Nea (New) Kalyvakia is a thirty-minute drive from (original) Kalyvakia. My husband’s family, which consists of his grandmother’s sister, her husband, and their two sons, moved to Nea Kalyvakia 25 years ago along with most of the village. However, they never sold their Kalyvakia home. Somewhat damaged by a recent earthquake, there are still photos on the walls and wine on the shelves. The sons visit periodically to sweep and ensure things are mostly in order. Just as proud, if not more so, of this than their current home, it seems unfeasible to let go of something with so much memory and meaning. I didn’t ask, but I got the impression that selling the home was not even considered.
In Nea Kalyvaki, we stayed upstairs in the rooms intended for the sons and their wives. French doors opened to the deck which wrapped around the house with stairs that led to an unfinished story for a third generation.

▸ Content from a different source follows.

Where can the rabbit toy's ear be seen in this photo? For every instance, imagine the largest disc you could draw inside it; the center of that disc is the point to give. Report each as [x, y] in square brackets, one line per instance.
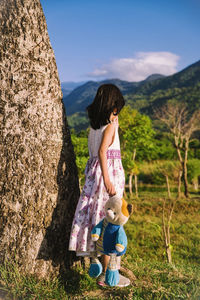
[130, 208]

The sons translated our conversations with Yiayia and Papou. Each morning, great concern was expressed regarding how cold we must have been the night before. At 32 Celcius (90 °F) with an unseasonably high humidity rate, we learned that preferred temperature, like cooking, is relative. Additional blankets were left in our rooms each night.
In the afternoons, we all pretended to take naps to convince Yiayia and Papous that they also needed to rest. They were too preoccupied with hosting us to ever sit down.
At night, cooking started at sunset and dinner started at midnight. We ate until it hurt.
We all cried when we left, and I think for only slightly different reasons.